Mercoledì 23 marzo alle ore 17.30, presso la Biblioteca delle Oblate di Firenze si terrà un nuovo incontro del ciclo “Leggere per non dimenticare” iniziativa che ha costituito per la città di  Firenze uno dei successi maggiori nell’ambito degli eventi culturali della città.
Il libro che verrà proposto per la giornata di mercoledì è “La democrazia dispotica” (Ed. Laterza) di Michele Ciliberto.
Introdurranno l’incontro Vannini Chiti e Biagio De Giovanni.


La democrazia dispotica. Il libro propone un’analisi dell’Italia contemporanea alla luce dei grandi classici del pensiero politico -dalla Democrazia in America di Tocqueville alla Questione ebraica di Marx fino alla Sociologia della religione di Max Weber.
Il libro nasce da una doppia interrogazione: sulla democrazia e sulla situazione attuale del nostro Paese. Soffermandosi su alcuni classici della democrazia fra Otto e Novecento l’autore ha cercato di interpretare il fenomeno del berlusconismo. è stato infatti Tocqueville a segnalare i rischi dispotici della democrazia con due esiti possibili: diventare tutti eguali e tutti schiavi oppure tutti eguali e tutti liberi.

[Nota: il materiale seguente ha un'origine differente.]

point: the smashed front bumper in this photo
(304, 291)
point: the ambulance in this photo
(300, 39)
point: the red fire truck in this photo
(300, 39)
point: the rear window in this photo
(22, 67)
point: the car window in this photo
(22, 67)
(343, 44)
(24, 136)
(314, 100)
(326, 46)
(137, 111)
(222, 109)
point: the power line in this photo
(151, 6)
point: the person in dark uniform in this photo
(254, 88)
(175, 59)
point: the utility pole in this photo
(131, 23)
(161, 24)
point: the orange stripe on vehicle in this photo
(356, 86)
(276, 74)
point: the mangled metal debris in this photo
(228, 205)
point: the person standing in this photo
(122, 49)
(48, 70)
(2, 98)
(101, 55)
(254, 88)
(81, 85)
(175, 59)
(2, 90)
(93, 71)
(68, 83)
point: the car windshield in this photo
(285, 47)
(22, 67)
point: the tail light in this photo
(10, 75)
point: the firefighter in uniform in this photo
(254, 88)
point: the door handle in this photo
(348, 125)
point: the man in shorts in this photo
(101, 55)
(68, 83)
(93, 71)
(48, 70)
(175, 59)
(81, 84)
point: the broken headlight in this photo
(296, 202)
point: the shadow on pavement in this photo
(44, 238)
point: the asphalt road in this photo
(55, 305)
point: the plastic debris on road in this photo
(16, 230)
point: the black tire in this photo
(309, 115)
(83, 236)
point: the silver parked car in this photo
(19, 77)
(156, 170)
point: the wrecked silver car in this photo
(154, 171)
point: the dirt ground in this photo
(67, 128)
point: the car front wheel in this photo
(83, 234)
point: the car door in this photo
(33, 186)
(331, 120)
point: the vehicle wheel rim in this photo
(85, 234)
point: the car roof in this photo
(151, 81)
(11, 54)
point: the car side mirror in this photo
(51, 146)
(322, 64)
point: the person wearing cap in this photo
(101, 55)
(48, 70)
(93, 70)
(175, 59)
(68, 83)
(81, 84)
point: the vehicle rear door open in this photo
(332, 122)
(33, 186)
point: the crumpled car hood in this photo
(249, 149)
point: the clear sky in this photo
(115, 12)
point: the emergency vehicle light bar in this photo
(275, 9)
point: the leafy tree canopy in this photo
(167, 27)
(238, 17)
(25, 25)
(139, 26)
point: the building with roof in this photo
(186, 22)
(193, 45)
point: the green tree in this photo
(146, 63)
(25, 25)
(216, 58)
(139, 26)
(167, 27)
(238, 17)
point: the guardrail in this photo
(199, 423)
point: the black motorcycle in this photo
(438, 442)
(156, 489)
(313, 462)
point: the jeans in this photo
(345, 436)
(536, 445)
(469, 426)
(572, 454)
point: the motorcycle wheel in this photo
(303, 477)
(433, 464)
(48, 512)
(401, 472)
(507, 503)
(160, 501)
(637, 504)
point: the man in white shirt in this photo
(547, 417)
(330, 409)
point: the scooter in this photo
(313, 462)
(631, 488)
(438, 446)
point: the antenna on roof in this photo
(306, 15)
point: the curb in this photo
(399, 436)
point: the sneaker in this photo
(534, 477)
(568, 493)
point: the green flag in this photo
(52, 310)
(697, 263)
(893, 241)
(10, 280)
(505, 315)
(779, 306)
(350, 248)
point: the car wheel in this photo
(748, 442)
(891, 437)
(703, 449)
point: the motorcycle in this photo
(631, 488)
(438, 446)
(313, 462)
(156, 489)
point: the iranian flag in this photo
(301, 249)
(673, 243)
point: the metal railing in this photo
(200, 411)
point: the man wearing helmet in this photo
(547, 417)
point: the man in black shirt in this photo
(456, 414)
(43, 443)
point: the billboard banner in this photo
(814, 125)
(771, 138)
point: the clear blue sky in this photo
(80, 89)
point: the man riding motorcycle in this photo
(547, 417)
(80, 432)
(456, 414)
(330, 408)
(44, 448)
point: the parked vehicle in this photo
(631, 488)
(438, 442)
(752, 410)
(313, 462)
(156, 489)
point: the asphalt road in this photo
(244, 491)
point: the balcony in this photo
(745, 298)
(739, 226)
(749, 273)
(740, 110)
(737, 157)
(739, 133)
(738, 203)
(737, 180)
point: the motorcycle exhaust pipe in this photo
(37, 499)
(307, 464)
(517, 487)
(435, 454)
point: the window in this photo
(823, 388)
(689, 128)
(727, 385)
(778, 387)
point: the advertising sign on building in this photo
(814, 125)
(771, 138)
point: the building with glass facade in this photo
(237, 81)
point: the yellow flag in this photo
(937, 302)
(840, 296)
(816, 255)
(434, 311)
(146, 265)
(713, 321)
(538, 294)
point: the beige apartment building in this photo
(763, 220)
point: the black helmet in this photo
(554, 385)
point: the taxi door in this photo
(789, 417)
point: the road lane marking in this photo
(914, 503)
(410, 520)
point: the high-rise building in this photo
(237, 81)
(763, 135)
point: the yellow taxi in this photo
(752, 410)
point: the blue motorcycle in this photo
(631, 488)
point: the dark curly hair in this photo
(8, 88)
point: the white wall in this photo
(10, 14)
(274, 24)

La storia dell’ europea moderna ha dimostrato che la prima possibilità è più concreta della seconda, quello che, infatti, sta crescendo è un potere sociale che assume il controllo di tutti, togliendo autonomia e responsabilità ai singoli, i quali a loro volta delegano a questo potere la gestione della loro vita. Non si tratta di un problema solo italiano; né di un morbo che affligge solo la destra. è una tendenza dell'epoca nella quale si intrecciano dispotismo, plebiscitarismo, populismo, dinamiche di tipo carismatico.

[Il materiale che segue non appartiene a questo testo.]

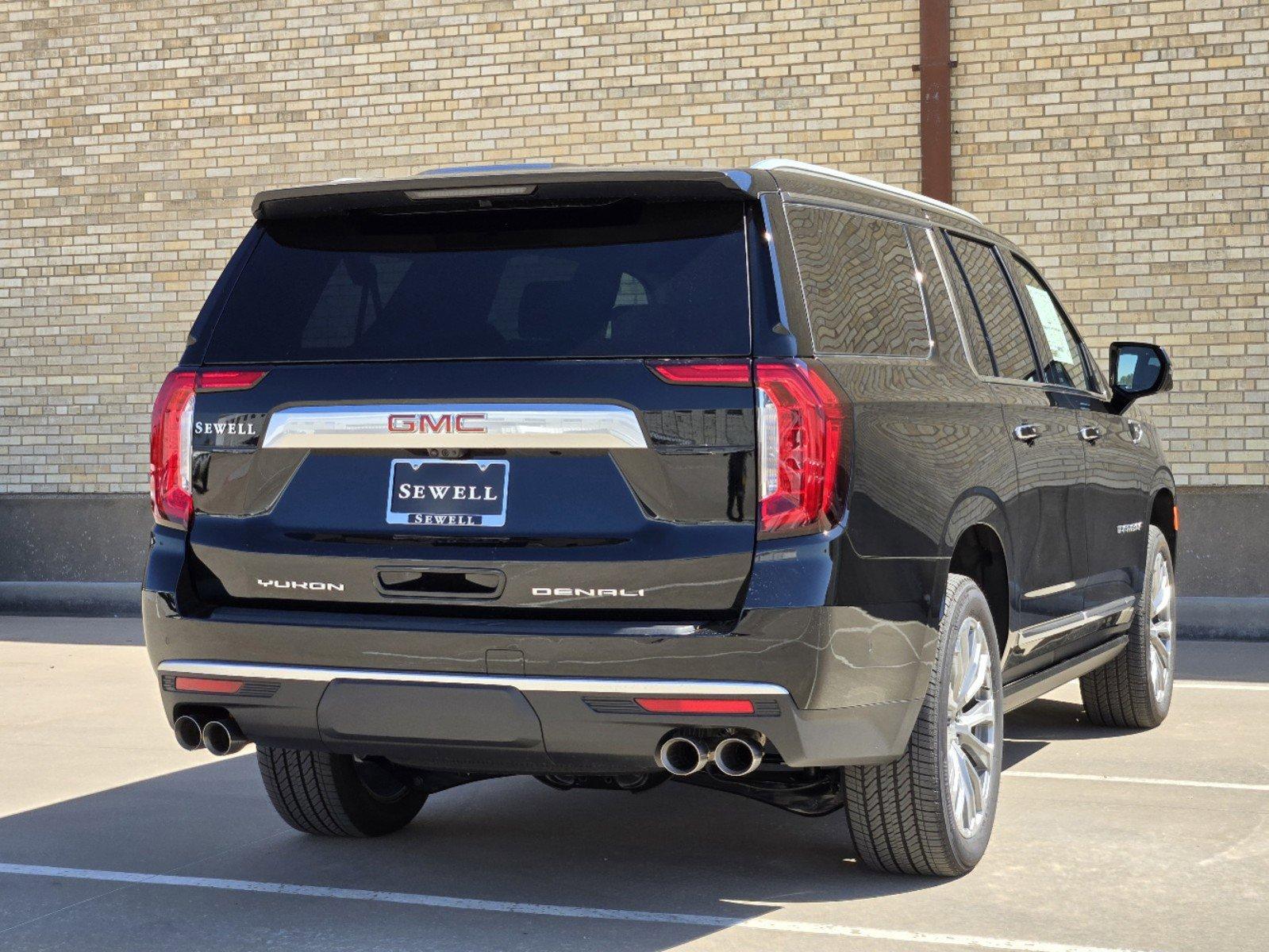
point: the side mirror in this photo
(1137, 371)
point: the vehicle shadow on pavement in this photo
(671, 850)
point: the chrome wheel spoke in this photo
(971, 727)
(976, 749)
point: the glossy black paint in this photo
(844, 620)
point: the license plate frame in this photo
(449, 509)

Michele Ciliberto è laureato alla Facoltà di Lettere e Filosofia dell’Università di Firenze. E’ presidente dell’Istituto Nazionale di Studi sul Rinascimento e Professore di  Storia della Filosofia Moderna e Contemporanea nella Scuola Normale Superiore di Pisa. Si interessa di filosofia del Rinascimento e del pensiero contemporaneo.

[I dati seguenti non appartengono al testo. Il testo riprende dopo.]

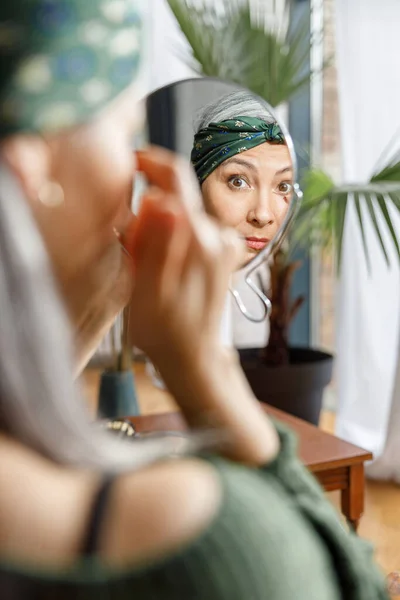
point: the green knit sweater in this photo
(275, 537)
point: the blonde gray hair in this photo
(40, 404)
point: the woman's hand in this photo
(182, 264)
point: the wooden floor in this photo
(381, 521)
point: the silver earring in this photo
(51, 194)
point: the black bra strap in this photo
(91, 543)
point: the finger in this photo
(170, 173)
(154, 229)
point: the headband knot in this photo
(219, 141)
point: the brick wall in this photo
(330, 162)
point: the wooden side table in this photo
(337, 464)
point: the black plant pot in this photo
(296, 388)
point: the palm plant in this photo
(260, 48)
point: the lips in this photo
(256, 243)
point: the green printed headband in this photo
(61, 61)
(220, 141)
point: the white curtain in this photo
(368, 65)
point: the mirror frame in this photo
(269, 250)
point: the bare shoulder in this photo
(158, 510)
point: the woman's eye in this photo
(238, 182)
(285, 188)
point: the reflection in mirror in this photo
(241, 154)
(244, 168)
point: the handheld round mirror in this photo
(243, 158)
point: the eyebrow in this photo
(242, 162)
(284, 170)
(249, 165)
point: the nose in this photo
(261, 214)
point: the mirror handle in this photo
(266, 303)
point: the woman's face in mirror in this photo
(251, 192)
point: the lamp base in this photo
(117, 395)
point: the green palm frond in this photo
(270, 58)
(322, 216)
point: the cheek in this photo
(97, 183)
(229, 208)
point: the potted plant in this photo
(270, 57)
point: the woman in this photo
(244, 168)
(83, 515)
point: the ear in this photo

Ha fatto parte del Consiglio Nazionale per i Beni culturali; è membro del comitato Scientifico della Fondazione Luigi Firpo di Torino e dell’Advisory Committee della “Tatti Renaissance Library” dell’Harvard University.
Dirige, con Cesare Vasoli, la rivista «Rinascimento», oltre a far parte del Comitato Scientifico della «Rivista di storia della filosofia», del «Giornale critico della filosofia italiana», degli «Annali della Scuola Normale Superiore di Pisa, Classe di Lettere», di «Dianoia», di «Studi storici», di «Accademie e biblioteche d’Italia», e di «DigItalia. Rivista del digitale nei beni culturali». è socio dell’Accademia Nazionale dei Lincei.
 Fra i suoi lavori Figure in chiaroscuro. Filosofia e storiografia nel Novecento; Pensare per contrari. Disincanto e utopia nel Rinascimento; Giordano Bruno. Il teatro della vita.